Cika termenung. Yang harus dia cari
sekarang adalah madu. Bukan obat. Jika tidak mengisap madu, dia bisa mati
kelaparan. Dia harus melawan alerginya. Dengan keras kepala Cika mendatangi bunga
sepatu terdekat. Seperti bunga lainnya, bunga sepatu mengatupkan mahkotanya.
Cika tidak sabar. Dia memaksa bunga
sepatu dengan menginjak kelopaknya supaya kegelian. Sepertinya usaha Cika
berhasil.
“Stop, stop, stop, Cika,” teriak
bunga sepatu, “Baiklah aku akan membuka kelopakku.”

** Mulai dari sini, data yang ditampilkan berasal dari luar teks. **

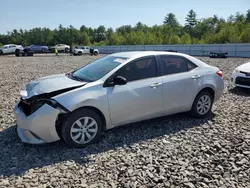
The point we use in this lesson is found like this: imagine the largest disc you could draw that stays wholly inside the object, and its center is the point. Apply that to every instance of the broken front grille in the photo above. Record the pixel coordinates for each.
(242, 81)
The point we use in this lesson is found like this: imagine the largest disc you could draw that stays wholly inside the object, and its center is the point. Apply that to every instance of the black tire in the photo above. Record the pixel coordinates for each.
(67, 125)
(66, 50)
(194, 110)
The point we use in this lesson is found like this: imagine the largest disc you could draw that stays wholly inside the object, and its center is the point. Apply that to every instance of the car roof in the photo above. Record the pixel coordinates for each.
(137, 54)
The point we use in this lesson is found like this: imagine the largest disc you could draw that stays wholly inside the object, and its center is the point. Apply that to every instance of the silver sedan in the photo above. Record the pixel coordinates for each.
(114, 90)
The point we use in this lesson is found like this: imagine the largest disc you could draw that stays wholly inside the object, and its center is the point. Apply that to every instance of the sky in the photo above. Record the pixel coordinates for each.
(27, 14)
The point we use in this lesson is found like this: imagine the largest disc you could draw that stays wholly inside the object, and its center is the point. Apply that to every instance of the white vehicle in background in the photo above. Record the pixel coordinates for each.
(241, 76)
(80, 50)
(10, 49)
(60, 48)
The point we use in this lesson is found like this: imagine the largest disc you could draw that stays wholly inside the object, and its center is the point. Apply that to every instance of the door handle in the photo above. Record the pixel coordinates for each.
(155, 85)
(196, 77)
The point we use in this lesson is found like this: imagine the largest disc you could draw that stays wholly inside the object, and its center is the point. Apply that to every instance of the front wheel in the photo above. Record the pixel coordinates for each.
(82, 128)
(202, 104)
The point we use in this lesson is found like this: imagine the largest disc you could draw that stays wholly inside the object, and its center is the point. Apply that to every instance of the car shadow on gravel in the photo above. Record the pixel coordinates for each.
(17, 158)
(240, 91)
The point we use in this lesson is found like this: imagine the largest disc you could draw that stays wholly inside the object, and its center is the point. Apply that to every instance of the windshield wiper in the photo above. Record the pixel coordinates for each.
(72, 76)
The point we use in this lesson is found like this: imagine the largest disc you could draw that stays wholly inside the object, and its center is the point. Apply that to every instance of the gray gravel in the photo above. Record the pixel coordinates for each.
(173, 151)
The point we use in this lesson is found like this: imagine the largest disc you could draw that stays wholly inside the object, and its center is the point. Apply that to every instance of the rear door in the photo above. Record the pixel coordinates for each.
(6, 49)
(181, 81)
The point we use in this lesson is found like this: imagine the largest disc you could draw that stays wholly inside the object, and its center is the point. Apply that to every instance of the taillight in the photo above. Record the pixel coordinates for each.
(219, 73)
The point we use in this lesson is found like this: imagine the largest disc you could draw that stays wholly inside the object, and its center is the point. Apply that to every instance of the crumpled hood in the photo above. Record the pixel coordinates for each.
(245, 67)
(49, 84)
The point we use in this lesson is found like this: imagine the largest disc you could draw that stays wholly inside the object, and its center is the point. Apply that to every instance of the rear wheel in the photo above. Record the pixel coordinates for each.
(82, 128)
(202, 104)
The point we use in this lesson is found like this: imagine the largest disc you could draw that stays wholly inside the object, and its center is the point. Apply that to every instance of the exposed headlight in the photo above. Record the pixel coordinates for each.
(30, 107)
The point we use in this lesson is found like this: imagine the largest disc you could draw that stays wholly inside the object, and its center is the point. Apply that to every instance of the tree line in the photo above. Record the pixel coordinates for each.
(211, 30)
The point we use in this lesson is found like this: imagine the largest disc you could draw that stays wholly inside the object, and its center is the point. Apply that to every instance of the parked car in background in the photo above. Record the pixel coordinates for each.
(60, 48)
(241, 76)
(37, 48)
(80, 50)
(10, 49)
(114, 90)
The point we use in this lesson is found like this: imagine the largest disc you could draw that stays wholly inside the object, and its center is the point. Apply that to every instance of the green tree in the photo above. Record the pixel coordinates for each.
(171, 20)
(185, 39)
(191, 19)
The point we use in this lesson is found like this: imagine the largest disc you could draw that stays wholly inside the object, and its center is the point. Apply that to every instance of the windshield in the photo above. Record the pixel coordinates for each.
(99, 68)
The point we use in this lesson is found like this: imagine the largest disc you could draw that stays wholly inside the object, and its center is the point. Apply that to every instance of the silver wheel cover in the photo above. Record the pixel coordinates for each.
(203, 104)
(83, 130)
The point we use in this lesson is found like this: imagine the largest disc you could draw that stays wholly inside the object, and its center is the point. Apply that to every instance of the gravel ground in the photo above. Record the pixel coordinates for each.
(173, 151)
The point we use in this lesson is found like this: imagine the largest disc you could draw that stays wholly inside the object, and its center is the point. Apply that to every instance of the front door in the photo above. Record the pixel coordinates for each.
(141, 97)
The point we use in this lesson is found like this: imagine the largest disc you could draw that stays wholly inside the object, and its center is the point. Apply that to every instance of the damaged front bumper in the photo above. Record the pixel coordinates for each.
(38, 127)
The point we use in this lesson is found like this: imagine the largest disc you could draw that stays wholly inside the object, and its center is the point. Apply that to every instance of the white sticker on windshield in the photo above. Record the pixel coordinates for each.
(119, 60)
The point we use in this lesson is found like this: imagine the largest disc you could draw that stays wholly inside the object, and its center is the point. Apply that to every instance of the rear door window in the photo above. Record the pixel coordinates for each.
(173, 64)
(139, 69)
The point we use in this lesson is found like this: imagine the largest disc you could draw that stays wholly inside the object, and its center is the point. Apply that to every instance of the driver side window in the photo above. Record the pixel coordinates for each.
(139, 69)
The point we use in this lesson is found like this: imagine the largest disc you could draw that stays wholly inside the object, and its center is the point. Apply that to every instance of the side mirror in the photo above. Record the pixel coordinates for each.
(119, 80)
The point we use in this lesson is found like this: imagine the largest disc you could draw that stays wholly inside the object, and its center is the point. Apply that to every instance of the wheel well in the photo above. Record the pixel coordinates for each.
(62, 117)
(209, 89)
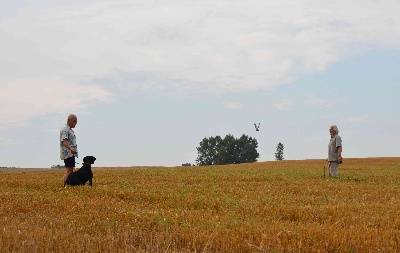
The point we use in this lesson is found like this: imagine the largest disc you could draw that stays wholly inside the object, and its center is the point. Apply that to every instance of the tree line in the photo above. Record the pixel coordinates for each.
(230, 150)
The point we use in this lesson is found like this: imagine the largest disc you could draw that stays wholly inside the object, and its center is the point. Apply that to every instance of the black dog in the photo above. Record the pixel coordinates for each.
(83, 175)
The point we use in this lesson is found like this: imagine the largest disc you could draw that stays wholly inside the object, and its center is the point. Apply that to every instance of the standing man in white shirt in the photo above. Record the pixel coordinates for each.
(68, 146)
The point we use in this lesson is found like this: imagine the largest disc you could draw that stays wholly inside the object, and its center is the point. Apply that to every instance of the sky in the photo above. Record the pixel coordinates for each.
(148, 79)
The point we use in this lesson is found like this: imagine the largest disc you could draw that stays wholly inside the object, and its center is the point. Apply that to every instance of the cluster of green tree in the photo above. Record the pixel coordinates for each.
(215, 150)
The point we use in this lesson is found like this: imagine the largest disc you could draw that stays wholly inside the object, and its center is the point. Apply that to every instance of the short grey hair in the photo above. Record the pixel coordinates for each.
(334, 127)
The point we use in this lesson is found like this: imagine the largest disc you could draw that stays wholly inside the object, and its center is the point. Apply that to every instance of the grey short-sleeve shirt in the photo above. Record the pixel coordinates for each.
(66, 133)
(334, 143)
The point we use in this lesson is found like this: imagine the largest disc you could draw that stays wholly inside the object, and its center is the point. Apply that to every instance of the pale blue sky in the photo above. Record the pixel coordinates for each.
(149, 80)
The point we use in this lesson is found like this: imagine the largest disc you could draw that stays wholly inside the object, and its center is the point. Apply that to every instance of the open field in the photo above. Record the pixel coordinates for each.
(284, 206)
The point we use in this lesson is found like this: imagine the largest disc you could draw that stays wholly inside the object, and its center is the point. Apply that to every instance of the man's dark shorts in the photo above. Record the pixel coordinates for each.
(70, 162)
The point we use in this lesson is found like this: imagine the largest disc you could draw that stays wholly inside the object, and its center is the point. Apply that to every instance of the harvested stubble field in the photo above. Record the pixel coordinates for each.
(284, 206)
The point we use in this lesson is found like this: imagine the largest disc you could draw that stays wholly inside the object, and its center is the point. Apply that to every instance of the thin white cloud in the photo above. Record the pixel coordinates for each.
(232, 105)
(361, 118)
(25, 99)
(5, 141)
(313, 100)
(214, 46)
(283, 105)
(175, 47)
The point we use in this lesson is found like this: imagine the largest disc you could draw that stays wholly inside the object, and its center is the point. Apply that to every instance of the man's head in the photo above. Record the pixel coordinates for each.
(89, 159)
(72, 120)
(333, 130)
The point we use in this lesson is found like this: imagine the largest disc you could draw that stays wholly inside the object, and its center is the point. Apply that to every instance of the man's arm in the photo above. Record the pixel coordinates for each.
(66, 144)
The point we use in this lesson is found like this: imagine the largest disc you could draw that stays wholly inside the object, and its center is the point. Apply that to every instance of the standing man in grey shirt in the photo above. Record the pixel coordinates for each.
(334, 151)
(68, 146)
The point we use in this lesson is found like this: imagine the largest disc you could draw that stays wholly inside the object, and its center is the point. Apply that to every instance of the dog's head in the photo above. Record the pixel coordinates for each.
(89, 159)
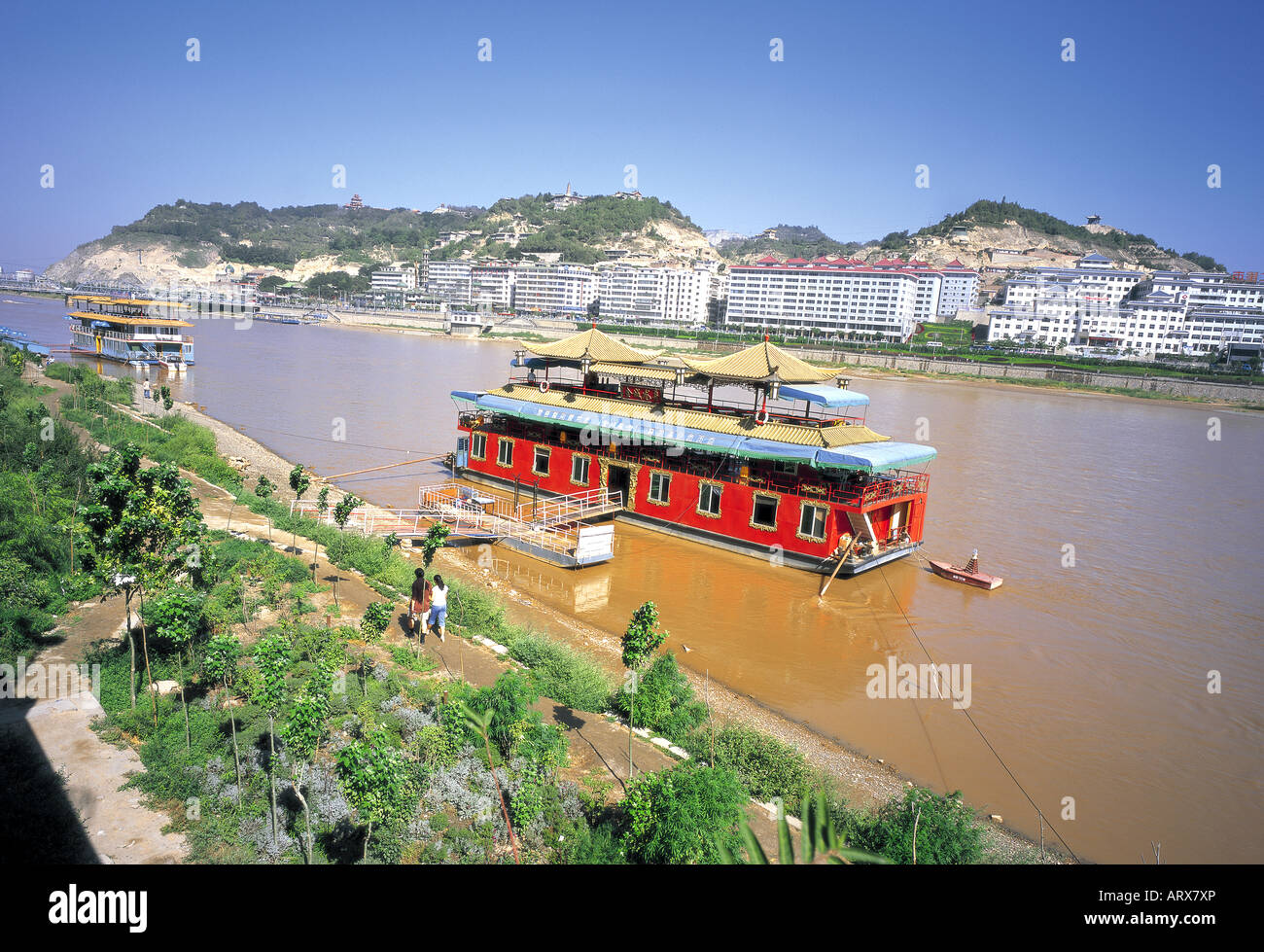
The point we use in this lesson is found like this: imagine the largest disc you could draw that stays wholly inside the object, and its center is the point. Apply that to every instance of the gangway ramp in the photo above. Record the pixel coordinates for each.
(555, 529)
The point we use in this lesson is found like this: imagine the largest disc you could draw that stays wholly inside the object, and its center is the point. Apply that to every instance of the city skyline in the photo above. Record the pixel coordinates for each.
(832, 135)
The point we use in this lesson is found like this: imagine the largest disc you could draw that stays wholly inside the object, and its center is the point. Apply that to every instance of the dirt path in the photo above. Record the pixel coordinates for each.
(118, 827)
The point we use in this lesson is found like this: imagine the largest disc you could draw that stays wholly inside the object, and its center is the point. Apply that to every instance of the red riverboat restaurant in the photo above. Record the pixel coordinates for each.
(757, 451)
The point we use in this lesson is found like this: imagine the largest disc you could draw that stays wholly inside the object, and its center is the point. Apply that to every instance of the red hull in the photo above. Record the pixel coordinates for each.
(734, 520)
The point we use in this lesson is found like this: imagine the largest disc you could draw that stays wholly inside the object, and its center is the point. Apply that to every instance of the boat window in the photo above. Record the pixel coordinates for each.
(540, 464)
(708, 498)
(765, 512)
(812, 521)
(660, 484)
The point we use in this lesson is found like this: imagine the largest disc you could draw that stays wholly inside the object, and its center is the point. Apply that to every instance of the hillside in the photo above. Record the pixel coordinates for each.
(193, 241)
(1041, 238)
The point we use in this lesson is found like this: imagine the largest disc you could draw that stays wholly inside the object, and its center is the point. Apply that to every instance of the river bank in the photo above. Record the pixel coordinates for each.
(864, 366)
(864, 780)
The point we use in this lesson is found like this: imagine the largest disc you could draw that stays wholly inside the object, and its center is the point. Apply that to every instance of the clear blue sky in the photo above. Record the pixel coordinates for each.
(686, 92)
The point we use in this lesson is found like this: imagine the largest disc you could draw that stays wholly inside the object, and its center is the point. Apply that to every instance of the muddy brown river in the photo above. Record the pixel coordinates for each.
(1128, 539)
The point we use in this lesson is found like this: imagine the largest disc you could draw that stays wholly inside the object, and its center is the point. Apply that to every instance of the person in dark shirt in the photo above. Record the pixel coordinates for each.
(420, 607)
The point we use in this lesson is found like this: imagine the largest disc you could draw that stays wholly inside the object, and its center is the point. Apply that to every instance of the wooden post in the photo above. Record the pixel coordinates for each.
(842, 558)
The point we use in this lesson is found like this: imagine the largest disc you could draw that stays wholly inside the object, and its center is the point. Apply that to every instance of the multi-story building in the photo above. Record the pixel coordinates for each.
(960, 290)
(492, 285)
(559, 289)
(451, 281)
(657, 295)
(403, 278)
(889, 298)
(1199, 312)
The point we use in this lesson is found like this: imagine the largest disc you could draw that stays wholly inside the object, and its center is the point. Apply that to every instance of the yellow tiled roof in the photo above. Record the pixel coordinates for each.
(592, 344)
(823, 437)
(762, 362)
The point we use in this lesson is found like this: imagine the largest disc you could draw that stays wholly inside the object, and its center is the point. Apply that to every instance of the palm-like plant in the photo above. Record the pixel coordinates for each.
(818, 839)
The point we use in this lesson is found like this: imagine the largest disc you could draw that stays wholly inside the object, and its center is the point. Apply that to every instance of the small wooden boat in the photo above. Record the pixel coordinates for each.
(967, 574)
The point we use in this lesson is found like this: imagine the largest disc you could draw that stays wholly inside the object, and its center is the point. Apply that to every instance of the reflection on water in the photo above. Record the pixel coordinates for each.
(1128, 542)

Cika gembira. Dia menyiapkan hidung
probosisnya di depan kelopak bunga sepatu.
Saat bunga sepatu membuka
kelopaknya, serbuk sari bunga beterbangan ke wajah dan hidung Cika.
Hatsyi..hatsyi..hatsyi..
Cika bersin tak tertahankan. Ia terbang menjauh dari serbuan serbuk sari bunga
sepatu.
Rupanya alergi Cika belum bisa
dijinakkan. Seharian itu Cika tak bisa mengisap madu sama sekali. Tubuhnya
lemah dan tak kuat terbang. Cika berjalan di tanah dengan ketakutan. Banyak
bahaya predator yang sewaktu-waktu muncul. Berkali-kali Cika menengok kanan
kiri belakang. Sampai-sampai tidak melihat sesuatu di depannya.
Buk.
Cika jatuh. Dia menabrak sesuatu yang basah dan dingin. Rupanya ada buah
stroberi yang terlalu matang. Sehingga buah itu jatuh sendiri ke tanah. Cika
menggerakkan kaki-kakinya ke arah buah stroberi yang sudah berwarna merah gelap.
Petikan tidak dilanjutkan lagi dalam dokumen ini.